Но вернемся к Шостаковичу и его мюнхенским интерпретаторам. После убийства Бориса Тимофеевича закрытое пространство сцены расширяется, становится сквозным. Открывается бескрайнее небо, затянутое грозными тучами. Исчезает «клетка-спальня» Катерины. Словно совершенное ею преступление сулит иллюзию освобождения. На этом фоне динамично раскручиваются события третьего акта, сцена в полицейском участке, свадебный пир, арест Катерины и Сергея. Многолетний опыт режиссёра и его знание «поэтики намека» Шостаковича подсказали замечательную идею – усиление момента драматического столкновения Катерины и Сергея с полицейскими посредством многоуровневой сценографии (художник-постановщик Ганс Шавернох). Эстетику стоп-кадра режиссер инсценировал как устойчивый знак, ведущий не к расширению поля музыкальной семантики, а, наоборот, к ее уточнению и редукции. Накрытый свадебный стол, за ним –молодожёны, гости, колоритный поп-пьяница (Горан Юрич) перемещаются на подъёмнике вверх после песенки Задрипанного мужичка (Кевин Конерс). Режиссер мгновенно фиксирует в стоп-кадре верхний уровень сцены. Участники замирают в неподвижных позах, производя впечатление восковых фигур, и оживут вновь только после сцены в полицейском участке. В это время открывается нижний уровень, из которого по сцене рассыпаются полицейские на компьютерных креслах. Весь эпизод в полицейском участке ощущается музыкально целостным и гротескным. На сцене наглядно представлена иерархия старших и низких чинов через разделение ансамбля на две группы. Первая, удобно расположившись в креслах, читает газеты, вторая возит их по сцене (младшие чины прислуживают старшим). Роль нахального полицейского начальника – Квартального превосходно исполнил украинский бас Александр Цимбалюк.
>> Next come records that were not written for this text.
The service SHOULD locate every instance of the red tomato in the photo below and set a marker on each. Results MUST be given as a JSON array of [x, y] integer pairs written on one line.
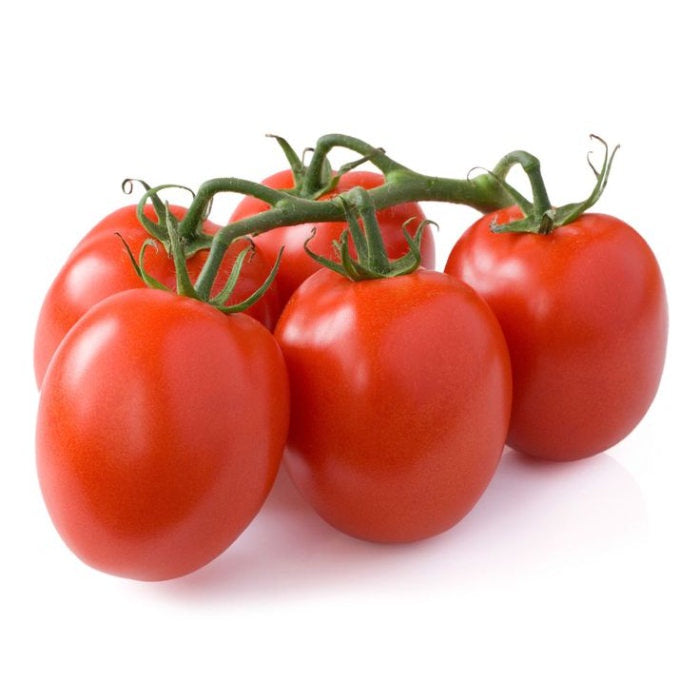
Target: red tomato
[[583, 310], [400, 394], [99, 266], [296, 264], [161, 427]]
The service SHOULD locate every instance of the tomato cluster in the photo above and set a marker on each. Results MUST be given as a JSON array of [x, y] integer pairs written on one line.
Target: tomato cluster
[[386, 389]]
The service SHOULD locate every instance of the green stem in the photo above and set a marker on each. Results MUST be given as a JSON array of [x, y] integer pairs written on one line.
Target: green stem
[[377, 258], [484, 193], [202, 200], [376, 156]]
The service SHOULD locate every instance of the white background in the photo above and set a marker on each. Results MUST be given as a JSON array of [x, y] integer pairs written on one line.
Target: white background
[[566, 581]]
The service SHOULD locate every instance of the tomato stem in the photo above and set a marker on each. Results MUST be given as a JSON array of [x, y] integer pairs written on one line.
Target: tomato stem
[[372, 261], [540, 216]]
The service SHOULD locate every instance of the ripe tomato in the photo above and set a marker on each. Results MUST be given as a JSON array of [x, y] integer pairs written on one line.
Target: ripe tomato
[[583, 310], [400, 393], [99, 266], [296, 264], [160, 431]]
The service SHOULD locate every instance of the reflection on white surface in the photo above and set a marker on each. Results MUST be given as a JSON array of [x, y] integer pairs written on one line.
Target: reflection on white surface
[[533, 515]]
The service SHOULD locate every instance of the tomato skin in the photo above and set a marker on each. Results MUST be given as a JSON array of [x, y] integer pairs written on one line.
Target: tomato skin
[[584, 312], [160, 431], [400, 393], [296, 265], [99, 266]]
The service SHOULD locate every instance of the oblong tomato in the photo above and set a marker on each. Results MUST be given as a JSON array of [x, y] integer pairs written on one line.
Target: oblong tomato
[[99, 266], [296, 265], [584, 312], [400, 395], [160, 431]]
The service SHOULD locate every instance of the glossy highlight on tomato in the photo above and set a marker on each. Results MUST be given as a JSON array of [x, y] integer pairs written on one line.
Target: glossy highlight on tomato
[[583, 309], [99, 266], [160, 431], [296, 264], [400, 392]]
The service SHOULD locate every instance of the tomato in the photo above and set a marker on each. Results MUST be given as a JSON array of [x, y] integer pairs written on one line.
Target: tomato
[[584, 312], [296, 264], [160, 431], [99, 266], [400, 397]]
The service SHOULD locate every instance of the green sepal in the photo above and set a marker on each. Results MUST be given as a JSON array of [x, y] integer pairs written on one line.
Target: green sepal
[[139, 268], [257, 294], [225, 293], [371, 261], [540, 217]]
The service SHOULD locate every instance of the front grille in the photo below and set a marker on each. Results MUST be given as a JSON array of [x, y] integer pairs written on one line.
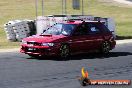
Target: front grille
[[34, 43]]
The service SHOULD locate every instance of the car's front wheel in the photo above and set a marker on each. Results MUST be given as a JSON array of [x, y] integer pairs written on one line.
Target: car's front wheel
[[64, 51], [105, 48], [32, 55]]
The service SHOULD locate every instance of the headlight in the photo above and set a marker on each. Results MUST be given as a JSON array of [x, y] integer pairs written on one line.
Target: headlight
[[47, 44], [24, 42]]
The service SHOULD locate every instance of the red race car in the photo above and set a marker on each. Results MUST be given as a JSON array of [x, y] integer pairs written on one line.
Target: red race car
[[68, 38]]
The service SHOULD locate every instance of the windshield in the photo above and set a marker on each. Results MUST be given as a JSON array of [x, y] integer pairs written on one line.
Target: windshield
[[60, 29]]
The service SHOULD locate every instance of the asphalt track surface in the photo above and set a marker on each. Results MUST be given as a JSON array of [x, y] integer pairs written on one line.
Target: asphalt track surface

Ровный, сильный, уверенный бас, статная фигура, резкая жестикуляция типичного шефа на фоне неоднократно провозглашаемого жизненного кредо полицейских «где-бы, как-бы поживиться», создали цельный сценический образ законодателя-мошенника и его свиты. Остановка во времени сцены свадьбы Катерины и Сергея как ключевой сцены благодаря оригинальному режиссёрскому ходу ярко обозначила поворотный момент в развитии хода событий.

Режиссуру Гарри Купфера сложно обвинять в традиционализме, принимая во внимание и следующие рассуждения о Катерине: «Женщина, роль которой социально сведена к нулю, становится опасной… Давление сверху влечет за собой давление снизу, вплоть до мельчайшей клетки организма. Катерина от этого погибает… Ее самоубийство – протест против безысходности. И в этот момент она мне кажется человечной».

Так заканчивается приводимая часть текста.